Я озадачилась. На меня вроде бы покушений не было. Ссора с фиолетовой шапкой – это ведь не покушение? Кайн со своей собакой… псоглавцы… ничего серьезного.
– Ну… не знаю. За мной полгорода бегает, чтоб поймать.
– Потому что ты золотишком по улицам трясла, потому и бегает, – фыркнула принцесса. – А так ты нафиг никому не нужна, неуловимая наша.
– Да чего ты злобишься, миледи? Это всего лишь версия.
– Мораг, отношения выяснять будешь потом, когда я вас отпущу, – Найгерт несильно, но весомо хлопнул ладонью по столу. – Придержи язык. – Он еще раз хлопнул по столу, теперь с досадой. – Вы сбили меня с мысли. О чем мы говорили?
– Что ребенка королевы, может быть, держат в заложниках, – напомнил лорд Виген.
– Нет. О том, что колдун не выступил на коронации. О том, что он совершает покушения чужими руками.
У Вигена расширились глаза:
– И единственный раз, когда он сделал, что сделал, и сделал удачно – это похищение королевы и ребенка. Герт, это действительно похоже на правду!
– Мы не знаем, сделал ли он это сам или чужими руками, – уточнил Кадор.
– Неважно. Главное, что ему удалось. А почему ему это удалось? Потому что там не было ТЕБЯ!
Вигенов палец, сверкнув перстнем, указал на принцессу.
– Да! – обрадовалась я. – Да! Мораг, ты у него камень преткновения, точно.
– Сама ты… – начала принцесса, но поглядела на брата, закусила губу и принялась демонстративно раскачиваться на табурете и разглядывать потолок.
– Значит, дело не в обряде, – сказала я. – Или не только в нем. Значит, ты УЖЕ что-то такое делаешь, что он опасается к тебе приближаться. Может, он совершал попытки, только ты не заметила. У тебя все само собой происходит, Мораг. Ты даже не замечаешь этого.
– Угу. Само собой, не замечаю. Это же как упиться надо, каррахна…
– Было, – Найгерт постучал пальцем по столу, привлекая внимание. – Кое-что было. На коронации.
Все разом повернулись к нему.
– Мореле, ты должна помнить. Человек-дракон, плюющийся огнем. Он выплевывал струи огня, длинной в несколько ярдов. Он показывал свое мастерство на поле, перед турниром.
– Ну, может быть, – пожала плечами принцесса. – Тогда этих факиров-прохиндеев целая толпа понаехала. Я не нанималась их запоминать.
– У того факира ученик был. Он глотал железные прутья и вытаскивал их у себя из задницы…

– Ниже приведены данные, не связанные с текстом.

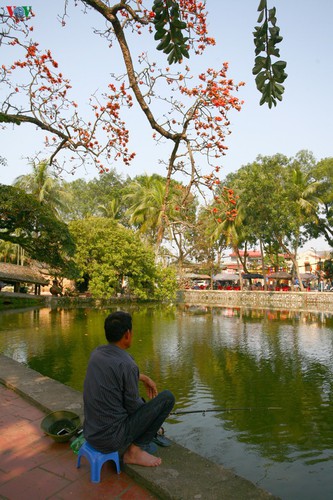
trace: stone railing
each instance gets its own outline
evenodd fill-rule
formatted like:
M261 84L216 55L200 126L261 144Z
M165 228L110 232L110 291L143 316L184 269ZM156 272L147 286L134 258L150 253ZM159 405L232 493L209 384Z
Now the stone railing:
M177 302L212 307L315 309L333 312L333 292L179 290Z

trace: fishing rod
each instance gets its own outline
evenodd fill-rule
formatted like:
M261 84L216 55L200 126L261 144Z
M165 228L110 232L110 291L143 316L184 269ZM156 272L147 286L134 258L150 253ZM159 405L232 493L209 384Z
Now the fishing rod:
M187 415L189 413L202 413L203 416L205 416L206 413L210 412L216 412L216 413L221 413L223 411L255 411L255 410L282 410L280 406L266 406L266 407L260 407L260 406L248 406L244 408L208 408L206 410L175 410L170 413L170 415Z

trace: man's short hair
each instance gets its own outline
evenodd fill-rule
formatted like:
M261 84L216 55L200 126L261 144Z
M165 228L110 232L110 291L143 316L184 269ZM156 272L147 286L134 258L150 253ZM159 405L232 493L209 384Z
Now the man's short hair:
M127 330L132 331L132 316L125 311L115 311L104 321L105 337L108 342L118 342Z

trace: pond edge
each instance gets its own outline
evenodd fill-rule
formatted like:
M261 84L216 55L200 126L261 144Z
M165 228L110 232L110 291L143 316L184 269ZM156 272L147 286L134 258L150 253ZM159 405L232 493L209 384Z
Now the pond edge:
M82 393L0 354L0 383L45 413L70 410L83 420ZM68 443L64 443L68 446ZM160 499L277 499L256 485L178 445L159 448L160 467L122 466L133 479ZM76 457L73 454L73 467Z

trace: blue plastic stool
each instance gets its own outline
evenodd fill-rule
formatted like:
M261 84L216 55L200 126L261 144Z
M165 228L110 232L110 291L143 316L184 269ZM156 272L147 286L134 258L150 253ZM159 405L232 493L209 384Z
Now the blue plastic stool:
M119 453L101 453L95 450L87 441L81 446L77 458L77 468L80 467L81 457L86 457L90 463L90 479L93 483L99 483L101 480L101 468L107 460L113 460L116 464L117 474L120 474Z

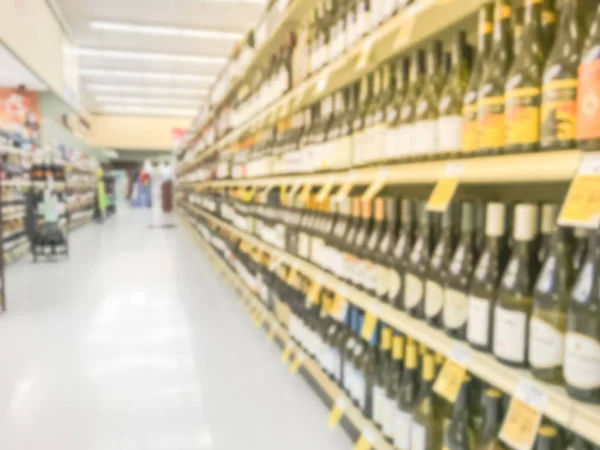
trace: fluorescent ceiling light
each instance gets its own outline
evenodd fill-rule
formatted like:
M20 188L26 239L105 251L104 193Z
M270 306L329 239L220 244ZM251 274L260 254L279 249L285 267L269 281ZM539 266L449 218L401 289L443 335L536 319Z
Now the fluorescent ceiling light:
M99 50L95 48L80 48L76 53L81 56L93 56L107 59L126 59L129 61L169 61L207 64L224 64L227 58L223 56L177 55L167 53L126 52L117 50Z
M208 89L158 87L158 86L127 86L120 84L88 84L86 89L92 92L130 92L133 94L157 95L202 95L208 94Z
M100 108L101 112L113 114L138 114L152 116L178 116L193 117L196 113L194 108L159 108L150 106L129 106L129 105L106 105Z
M192 75L187 73L167 73L167 72L137 72L129 70L103 70L103 69L81 69L81 75L98 77L118 77L118 78L146 78L149 80L170 80L170 81L213 81L214 75Z
M155 25L138 25L127 22L108 22L92 20L90 26L95 30L117 31L121 33L152 34L159 36L175 36L205 39L231 39L237 41L244 37L243 33L230 31L199 30L195 28L164 27Z
M101 103L122 103L124 105L181 105L199 106L201 102L186 98L153 98L153 97L119 97L113 95L99 95L96 101Z

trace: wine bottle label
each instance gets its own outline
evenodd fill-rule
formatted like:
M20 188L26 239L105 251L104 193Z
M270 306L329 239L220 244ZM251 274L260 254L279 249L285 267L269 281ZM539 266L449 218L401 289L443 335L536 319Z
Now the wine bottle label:
M404 275L404 306L414 308L423 300L423 282L411 273Z
M365 377L360 370L355 369L355 372L356 372L356 374L355 374L355 380L356 380L355 398L356 398L356 402L358 403L358 406L360 407L360 409L362 411L364 411L366 403L367 403Z
M425 316L436 317L444 306L444 291L442 286L431 280L425 282Z
M402 277L395 269L391 269L389 271L389 276L388 300L391 302L398 297L398 294L400 294L400 289L402 288Z
M551 147L562 142L575 140L577 130L577 80L553 80L544 83L541 120L540 140L543 146Z
M527 314L496 306L494 309L494 355L514 363L525 362Z
M487 97L477 106L478 148L504 146L504 97Z
M371 261L363 261L363 286L369 291L377 289L377 266Z
M565 340L565 380L580 389L600 388L600 342L568 332Z
M380 386L373 386L373 420L376 424L383 423L385 391Z
M398 151L396 156L412 155L416 152L416 127L414 123L402 124L397 130Z
M577 105L577 138L600 138L600 60L579 65Z
M437 122L438 150L440 152L455 152L462 148L461 116L440 117Z
M475 99L477 98L477 94L474 92L471 94L474 95ZM477 104L463 107L462 150L464 152L477 150Z
M427 450L427 431L423 425L417 423L410 427L410 450Z
M398 450L412 450L410 437L412 415L396 409L394 416L394 445Z
M533 144L540 139L539 88L506 93L506 145Z
M415 125L416 153L433 153L437 151L437 121L419 120Z
M564 334L538 317L529 322L529 364L538 369L559 367L564 355Z
M383 298L387 295L388 289L390 288L390 270L386 267L377 265L375 266L376 273L376 288L375 293L377 297Z
M394 436L394 409L396 407L395 399L387 395L383 397L383 408L381 412L381 429L387 439L393 439Z
M469 300L464 292L446 289L444 298L444 326L451 330L462 327L469 317Z
M344 361L344 388L346 388L346 390L348 392L350 392L350 396L352 396L352 364L350 363L350 361Z

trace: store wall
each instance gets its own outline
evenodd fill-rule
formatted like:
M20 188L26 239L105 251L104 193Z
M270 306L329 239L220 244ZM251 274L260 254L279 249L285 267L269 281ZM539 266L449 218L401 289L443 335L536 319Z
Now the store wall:
M173 129L186 128L190 119L95 115L92 147L122 150L172 150Z

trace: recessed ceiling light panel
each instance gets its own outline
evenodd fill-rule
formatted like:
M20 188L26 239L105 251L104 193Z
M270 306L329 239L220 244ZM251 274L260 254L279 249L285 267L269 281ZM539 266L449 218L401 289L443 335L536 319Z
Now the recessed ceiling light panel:
M118 33L136 33L155 36L188 37L199 39L230 39L237 41L244 37L243 33L234 33L230 31L140 25L128 22L110 22L104 20L93 20L90 22L90 27L92 27L94 30L114 31Z

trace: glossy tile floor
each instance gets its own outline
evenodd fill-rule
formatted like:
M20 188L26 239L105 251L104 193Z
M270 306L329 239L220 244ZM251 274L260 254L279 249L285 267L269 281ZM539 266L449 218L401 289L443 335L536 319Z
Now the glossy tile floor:
M328 410L187 231L122 211L7 270L2 450L337 450Z

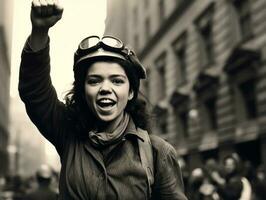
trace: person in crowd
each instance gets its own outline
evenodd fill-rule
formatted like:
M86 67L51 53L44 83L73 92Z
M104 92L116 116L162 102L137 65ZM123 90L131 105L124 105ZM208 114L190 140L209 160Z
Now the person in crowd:
M253 182L255 178L256 168L253 166L250 160L244 160L242 166L242 175L247 178L249 182Z
M204 181L204 173L202 168L195 168L191 171L189 180L188 180L188 188L187 188L187 196L190 200L200 200L200 187Z
M191 172L188 187L190 200L219 200L215 185L209 177L207 167L195 168Z
M73 88L65 102L58 100L48 33L62 14L58 0L32 1L19 77L29 117L60 156L59 199L186 200L175 149L147 132L146 104L138 98L145 68L120 39L83 39ZM86 19L77 23L90 26Z
M204 200L219 200L220 196L217 193L216 184L212 180L213 173L221 173L219 164L215 158L208 158L204 164L204 174L205 179L200 188L201 193L203 194Z
M266 199L266 174L265 166L260 165L256 169L256 175L253 182L254 200Z
M226 200L250 200L252 189L249 181L241 174L241 160L237 153L226 156L223 160L224 177L220 173L212 173L217 192Z
M52 169L48 165L41 165L36 172L38 186L23 198L24 200L56 200L57 194L50 187Z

– О госссподи! – воскликнул Виген. – Я его помню! Все хохотали до колик.
– Да, – неохотно согласилась Мораг. – Что-то было. Но он какой-то чокнутый оказался. Или пьяный. Полез со мной драться зачем-то…
– Нет, – Найгерт поднял ладонь. – Все было не так. Парень сперва глотал прутья, а потом пригласил любого желающего подойти и проткнуть его прутом. Эмор Арвель, лорд Ракиты, помнится, это сделал. Вернулся к нам на трибуну и долго ахал. Прут, говорит, был заточенный и самый настоящий, я, говорит, даже чувствовал сопротивление плоти, а паршивцу хоть бы что, стоит себе и посвистывает.
– Да помню я, – недовольно буркнула Мораг. – Мне его проверить захотелось.
– Ты спустилась на поле, а Змеиный Князь тогда и сказал, что это, похоже, не ловкачество, а настоящее колдовство.
– Колдовство – не колдовство, а пройдоха этот, как только я ему заголиться велела и пузо свое показать, завизжал и полез драться, по-бабьи так, словно я ему дерево, а он – кошка драная.
– Ты, миледи, его в живот пальцем ткнула, если память мне не изменяет, – вставил Кадор.
– А! Ну да. Я ему сказала; «Прут у тебя шарлатанский, а вот что скажешь, если я тебя пальцем насквозь проткну?» Ну и ткнула со всей дури. Не насквозь, конечно, но синяк здоровенный он схлопотал. Повалился на спину и копыта задрал. Вот тебе и факир. Я прочь пошла, тут он меня догнал и давай по спине дубасить. И визжать что-то несусветное. Пришлось его по голове успокоить. Дурацкая история. Чего ты вдруг вспомнил, Герт?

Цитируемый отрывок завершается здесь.